The year’s most noteworthy transportation deal took place in February when Warren Buffett’s Berkshire Hathaway investment company spent $35.77 billion in cash and stock to acquire Class I freight railroad Burlington Northern Santa Fe Corp.
In the world of private fleets, soft drink makers the Coca-Cola Co. and PepsiCo Inc. bought back what they once spun off, domestic bottling and distribution operations.
In February PepsiCo acquired Pepsi Americas and Pepsi-Cola Bottling Co. In October Coke completed its acquisition of most of Coca-Cola Enterprises.

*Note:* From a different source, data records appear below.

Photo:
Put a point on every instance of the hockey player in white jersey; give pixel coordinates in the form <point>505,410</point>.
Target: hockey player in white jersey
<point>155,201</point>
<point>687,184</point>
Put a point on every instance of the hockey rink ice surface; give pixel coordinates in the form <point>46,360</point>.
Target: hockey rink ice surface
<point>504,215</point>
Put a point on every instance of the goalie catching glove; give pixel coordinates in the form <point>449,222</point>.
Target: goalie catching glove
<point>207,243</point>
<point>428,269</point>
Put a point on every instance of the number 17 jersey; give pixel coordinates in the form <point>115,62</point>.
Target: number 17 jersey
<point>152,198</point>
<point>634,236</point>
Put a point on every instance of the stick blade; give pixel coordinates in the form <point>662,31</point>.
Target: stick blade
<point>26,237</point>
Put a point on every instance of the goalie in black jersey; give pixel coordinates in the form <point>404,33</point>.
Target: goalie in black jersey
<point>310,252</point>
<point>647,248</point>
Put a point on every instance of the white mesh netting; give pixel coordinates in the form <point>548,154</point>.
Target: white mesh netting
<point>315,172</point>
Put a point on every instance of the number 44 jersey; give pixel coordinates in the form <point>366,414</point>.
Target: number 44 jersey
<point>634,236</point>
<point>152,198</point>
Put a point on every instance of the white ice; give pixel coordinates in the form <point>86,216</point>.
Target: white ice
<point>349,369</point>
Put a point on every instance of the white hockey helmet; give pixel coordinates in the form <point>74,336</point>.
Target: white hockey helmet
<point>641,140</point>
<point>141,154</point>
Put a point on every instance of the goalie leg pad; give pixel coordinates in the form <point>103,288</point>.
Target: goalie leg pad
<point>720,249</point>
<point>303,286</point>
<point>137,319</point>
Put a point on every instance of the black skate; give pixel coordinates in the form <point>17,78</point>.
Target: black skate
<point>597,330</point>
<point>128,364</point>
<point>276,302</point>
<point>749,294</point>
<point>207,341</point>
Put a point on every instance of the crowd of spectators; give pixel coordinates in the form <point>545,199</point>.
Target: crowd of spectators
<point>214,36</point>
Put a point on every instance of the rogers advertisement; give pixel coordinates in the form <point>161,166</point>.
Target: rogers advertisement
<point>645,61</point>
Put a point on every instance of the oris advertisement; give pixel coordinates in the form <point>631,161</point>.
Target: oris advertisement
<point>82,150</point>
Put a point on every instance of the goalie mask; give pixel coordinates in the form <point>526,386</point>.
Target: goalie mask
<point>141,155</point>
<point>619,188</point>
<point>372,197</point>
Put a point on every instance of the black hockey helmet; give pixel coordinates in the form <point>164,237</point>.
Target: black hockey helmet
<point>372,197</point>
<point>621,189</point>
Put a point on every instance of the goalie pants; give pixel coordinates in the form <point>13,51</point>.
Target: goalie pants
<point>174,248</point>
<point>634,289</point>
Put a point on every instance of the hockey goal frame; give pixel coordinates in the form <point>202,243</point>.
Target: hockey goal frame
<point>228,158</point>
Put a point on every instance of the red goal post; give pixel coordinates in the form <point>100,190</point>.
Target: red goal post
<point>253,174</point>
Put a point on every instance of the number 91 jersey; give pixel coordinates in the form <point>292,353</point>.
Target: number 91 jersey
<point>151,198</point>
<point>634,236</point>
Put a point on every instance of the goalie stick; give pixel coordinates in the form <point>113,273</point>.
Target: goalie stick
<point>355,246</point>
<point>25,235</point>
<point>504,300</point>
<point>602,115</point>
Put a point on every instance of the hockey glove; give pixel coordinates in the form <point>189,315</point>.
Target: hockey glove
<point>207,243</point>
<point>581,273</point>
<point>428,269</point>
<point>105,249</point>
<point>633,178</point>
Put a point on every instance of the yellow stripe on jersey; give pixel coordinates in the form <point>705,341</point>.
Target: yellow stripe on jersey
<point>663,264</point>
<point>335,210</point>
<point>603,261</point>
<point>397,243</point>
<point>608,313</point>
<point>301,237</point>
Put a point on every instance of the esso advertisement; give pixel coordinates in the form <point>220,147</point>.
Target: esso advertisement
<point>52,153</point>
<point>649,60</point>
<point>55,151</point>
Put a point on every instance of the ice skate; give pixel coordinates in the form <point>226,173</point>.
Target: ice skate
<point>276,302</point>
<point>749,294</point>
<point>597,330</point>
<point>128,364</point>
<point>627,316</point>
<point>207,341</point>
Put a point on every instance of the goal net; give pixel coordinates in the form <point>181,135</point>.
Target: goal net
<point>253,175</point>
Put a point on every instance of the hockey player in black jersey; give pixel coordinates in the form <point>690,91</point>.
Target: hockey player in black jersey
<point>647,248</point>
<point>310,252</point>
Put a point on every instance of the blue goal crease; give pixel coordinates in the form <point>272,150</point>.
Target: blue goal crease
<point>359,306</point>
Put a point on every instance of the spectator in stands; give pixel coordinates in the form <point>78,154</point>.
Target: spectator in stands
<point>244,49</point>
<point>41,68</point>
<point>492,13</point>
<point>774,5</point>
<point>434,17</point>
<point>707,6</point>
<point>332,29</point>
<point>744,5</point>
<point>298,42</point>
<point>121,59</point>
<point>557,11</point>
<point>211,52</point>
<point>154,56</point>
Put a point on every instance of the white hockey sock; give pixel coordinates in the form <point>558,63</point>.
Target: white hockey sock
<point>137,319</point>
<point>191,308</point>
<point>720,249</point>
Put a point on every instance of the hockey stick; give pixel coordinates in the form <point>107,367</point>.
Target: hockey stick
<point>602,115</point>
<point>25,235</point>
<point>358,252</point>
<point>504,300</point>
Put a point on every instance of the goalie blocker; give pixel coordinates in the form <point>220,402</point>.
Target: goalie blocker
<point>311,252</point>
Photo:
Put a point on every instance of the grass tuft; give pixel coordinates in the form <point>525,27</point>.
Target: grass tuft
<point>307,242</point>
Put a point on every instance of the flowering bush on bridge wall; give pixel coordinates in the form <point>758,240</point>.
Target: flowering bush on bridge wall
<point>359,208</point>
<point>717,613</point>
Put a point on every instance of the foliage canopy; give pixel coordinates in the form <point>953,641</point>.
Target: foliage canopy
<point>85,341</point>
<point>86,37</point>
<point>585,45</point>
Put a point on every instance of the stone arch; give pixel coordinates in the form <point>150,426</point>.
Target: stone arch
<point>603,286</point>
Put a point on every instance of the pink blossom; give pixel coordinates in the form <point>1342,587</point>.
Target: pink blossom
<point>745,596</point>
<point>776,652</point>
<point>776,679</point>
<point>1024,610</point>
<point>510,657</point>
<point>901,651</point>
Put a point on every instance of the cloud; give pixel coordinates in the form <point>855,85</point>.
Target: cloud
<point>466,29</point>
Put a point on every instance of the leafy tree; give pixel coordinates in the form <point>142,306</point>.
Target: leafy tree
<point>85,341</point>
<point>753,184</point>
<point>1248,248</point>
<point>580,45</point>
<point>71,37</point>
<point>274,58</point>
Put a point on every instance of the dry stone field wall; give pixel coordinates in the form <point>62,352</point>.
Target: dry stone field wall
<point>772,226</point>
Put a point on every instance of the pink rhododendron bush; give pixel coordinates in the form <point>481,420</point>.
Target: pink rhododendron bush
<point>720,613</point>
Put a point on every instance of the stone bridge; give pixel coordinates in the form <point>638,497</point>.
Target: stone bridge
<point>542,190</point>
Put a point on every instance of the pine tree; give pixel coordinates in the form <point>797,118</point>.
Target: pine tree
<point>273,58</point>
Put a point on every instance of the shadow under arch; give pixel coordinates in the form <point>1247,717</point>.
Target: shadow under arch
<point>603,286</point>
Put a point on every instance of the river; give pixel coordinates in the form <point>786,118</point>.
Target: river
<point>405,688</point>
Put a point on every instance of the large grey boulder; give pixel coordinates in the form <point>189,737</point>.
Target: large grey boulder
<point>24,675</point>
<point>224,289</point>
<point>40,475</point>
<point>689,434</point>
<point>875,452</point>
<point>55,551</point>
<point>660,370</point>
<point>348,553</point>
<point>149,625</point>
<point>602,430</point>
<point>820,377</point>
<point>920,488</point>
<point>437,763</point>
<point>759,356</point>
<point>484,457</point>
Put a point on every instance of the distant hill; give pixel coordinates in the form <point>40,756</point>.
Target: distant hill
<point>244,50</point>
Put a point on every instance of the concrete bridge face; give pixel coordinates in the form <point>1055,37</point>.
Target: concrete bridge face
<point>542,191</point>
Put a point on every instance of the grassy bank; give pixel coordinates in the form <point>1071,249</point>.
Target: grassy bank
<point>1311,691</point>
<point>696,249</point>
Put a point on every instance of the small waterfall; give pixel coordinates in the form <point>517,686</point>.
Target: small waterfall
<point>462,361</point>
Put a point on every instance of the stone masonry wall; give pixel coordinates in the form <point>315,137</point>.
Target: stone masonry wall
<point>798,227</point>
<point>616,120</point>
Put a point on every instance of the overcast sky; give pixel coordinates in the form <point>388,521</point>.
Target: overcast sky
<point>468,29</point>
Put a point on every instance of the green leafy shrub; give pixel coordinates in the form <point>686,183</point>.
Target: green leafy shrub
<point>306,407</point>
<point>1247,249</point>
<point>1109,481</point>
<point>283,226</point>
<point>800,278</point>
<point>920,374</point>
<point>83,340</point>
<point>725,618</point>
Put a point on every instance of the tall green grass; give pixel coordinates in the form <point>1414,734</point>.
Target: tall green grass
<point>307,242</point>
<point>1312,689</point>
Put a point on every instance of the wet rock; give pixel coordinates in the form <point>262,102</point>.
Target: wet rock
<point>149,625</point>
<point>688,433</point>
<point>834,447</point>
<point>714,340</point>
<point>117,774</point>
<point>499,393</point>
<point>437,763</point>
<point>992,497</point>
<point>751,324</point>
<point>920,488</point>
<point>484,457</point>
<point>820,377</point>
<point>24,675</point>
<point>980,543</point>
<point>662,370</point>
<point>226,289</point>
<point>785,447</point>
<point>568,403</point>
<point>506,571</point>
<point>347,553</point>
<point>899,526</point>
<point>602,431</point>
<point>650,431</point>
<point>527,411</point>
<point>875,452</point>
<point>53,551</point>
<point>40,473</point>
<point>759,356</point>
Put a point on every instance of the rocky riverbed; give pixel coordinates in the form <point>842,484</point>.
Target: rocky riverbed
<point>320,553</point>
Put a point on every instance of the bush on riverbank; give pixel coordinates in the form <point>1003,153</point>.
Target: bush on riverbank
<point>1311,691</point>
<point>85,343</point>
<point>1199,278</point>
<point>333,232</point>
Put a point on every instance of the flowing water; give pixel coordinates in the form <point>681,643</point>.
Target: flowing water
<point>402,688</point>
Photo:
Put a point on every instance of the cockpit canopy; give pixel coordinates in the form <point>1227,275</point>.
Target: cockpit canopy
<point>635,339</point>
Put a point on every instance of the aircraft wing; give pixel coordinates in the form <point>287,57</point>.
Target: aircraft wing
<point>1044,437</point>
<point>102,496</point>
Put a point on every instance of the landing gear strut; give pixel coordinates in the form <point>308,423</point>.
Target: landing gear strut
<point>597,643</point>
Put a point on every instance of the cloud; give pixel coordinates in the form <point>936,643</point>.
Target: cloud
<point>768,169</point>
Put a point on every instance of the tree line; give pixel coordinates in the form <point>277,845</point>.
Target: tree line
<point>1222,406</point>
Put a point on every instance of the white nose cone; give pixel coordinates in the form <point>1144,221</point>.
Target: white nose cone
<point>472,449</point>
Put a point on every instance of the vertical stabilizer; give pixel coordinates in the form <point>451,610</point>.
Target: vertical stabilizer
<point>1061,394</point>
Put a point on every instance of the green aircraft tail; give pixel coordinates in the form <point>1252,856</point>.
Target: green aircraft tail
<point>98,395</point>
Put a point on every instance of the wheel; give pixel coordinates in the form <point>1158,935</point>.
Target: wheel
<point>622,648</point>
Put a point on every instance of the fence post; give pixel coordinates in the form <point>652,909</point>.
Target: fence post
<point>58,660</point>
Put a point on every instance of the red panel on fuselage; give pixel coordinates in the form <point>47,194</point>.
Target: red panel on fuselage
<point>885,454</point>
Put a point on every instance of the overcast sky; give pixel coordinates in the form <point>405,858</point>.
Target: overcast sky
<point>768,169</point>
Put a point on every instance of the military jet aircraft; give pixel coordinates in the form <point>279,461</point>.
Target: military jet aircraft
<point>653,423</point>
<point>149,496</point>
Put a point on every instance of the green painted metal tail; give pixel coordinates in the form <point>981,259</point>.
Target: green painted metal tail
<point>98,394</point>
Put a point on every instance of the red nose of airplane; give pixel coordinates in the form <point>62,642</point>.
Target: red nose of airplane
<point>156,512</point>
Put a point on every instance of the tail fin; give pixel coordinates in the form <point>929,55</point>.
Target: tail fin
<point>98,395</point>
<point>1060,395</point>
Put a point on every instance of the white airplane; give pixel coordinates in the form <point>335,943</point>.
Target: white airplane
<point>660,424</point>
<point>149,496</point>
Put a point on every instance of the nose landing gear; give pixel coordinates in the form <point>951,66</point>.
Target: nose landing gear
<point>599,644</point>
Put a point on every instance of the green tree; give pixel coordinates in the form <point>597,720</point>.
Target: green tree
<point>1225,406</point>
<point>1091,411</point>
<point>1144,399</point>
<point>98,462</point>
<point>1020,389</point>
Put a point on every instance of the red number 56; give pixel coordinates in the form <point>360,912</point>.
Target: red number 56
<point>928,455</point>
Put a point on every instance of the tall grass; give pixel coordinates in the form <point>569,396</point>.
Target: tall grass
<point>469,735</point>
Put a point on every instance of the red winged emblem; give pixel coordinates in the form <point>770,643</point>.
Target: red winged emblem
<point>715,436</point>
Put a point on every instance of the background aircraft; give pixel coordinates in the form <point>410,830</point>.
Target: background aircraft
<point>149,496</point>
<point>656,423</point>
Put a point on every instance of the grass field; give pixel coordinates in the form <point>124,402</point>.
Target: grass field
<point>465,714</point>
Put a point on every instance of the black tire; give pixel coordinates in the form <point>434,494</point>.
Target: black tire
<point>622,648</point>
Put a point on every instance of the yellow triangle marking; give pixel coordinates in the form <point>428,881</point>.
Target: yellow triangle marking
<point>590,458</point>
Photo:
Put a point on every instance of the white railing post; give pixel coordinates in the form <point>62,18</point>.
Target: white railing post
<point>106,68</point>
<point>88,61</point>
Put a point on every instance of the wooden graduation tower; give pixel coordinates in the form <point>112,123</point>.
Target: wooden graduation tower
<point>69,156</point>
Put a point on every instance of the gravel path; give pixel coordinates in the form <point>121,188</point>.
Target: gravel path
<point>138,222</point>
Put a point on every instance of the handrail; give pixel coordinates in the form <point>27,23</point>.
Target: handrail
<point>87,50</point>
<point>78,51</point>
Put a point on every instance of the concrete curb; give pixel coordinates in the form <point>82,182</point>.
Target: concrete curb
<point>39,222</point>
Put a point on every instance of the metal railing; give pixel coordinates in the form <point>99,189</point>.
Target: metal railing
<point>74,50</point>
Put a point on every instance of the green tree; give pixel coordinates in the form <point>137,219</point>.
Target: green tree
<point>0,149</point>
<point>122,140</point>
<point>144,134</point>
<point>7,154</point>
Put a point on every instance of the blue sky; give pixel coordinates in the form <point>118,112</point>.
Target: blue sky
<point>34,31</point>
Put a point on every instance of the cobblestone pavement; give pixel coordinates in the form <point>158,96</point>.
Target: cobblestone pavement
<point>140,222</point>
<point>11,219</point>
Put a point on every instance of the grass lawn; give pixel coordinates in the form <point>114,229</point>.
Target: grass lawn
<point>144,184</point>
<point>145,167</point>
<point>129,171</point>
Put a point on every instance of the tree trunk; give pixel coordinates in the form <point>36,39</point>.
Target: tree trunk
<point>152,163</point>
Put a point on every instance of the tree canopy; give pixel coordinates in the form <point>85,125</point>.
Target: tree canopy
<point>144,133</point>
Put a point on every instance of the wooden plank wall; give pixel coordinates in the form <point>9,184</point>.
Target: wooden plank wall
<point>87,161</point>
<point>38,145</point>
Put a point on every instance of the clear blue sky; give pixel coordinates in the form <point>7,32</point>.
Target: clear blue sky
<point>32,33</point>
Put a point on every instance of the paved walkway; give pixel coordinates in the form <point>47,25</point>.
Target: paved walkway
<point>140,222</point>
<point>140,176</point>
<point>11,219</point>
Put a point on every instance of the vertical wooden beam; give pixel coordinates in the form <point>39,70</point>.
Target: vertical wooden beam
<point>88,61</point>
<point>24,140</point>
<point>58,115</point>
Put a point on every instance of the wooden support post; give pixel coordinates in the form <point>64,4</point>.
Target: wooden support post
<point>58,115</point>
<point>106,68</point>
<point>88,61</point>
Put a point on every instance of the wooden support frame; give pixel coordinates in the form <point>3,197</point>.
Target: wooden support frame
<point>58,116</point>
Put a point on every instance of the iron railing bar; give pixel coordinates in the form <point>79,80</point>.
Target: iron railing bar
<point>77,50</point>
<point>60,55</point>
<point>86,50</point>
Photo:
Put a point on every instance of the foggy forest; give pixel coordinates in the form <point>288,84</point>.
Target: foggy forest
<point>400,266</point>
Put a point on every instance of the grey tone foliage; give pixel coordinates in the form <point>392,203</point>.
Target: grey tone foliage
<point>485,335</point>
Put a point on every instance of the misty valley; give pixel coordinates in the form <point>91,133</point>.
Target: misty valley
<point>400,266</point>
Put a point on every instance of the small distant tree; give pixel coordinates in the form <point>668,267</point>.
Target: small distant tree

PepsiCo and Coke rank Nos. 1 and 2, respectively, atop the Transport Topics Private 100 list.
A tightening freight market this year led to rising revenue per load for truckload carriers and higher revenue per hundredweight for their LTL counterparts. The truckload improvement was news during the spring with reports of improvement in spot-market volumes and pricing.
ATA’s truck tonnage index grew, year-over-year, for 11 consecutive months through October.
LTL recovery waited until the second half and was not really clear until third-quarter earnings statements were published.
American Trucking Associations Chief Economist Bob Costello said the truckload sector typically leads the industry into and out of recessions. In addition, the truckload sector lost more capacity through bankruptcy than did less-than-truckload.
Oklahoma-based Arrow Trucking Co. declared bankruptcy and closed in January amid intrafamily acrimony, leaving drivers or their equipment stranded. Financial weakness for other carriers led to their acquisition by survivors.
As for stock splits, LTL carrier Old Dominion Freight Line split its shares 3:2 in August and YRC Worldwide, also LTL, did a 1:25 reverse split in October. Patriot Transportation Holding an-nounced at the start of this month that it planned to split its shares 3:1 in January.
The YRC contraction was in response to a Nasdaq ruling that the carrier’s share price had fallen below the $1 threshold necessary to maintain its listing.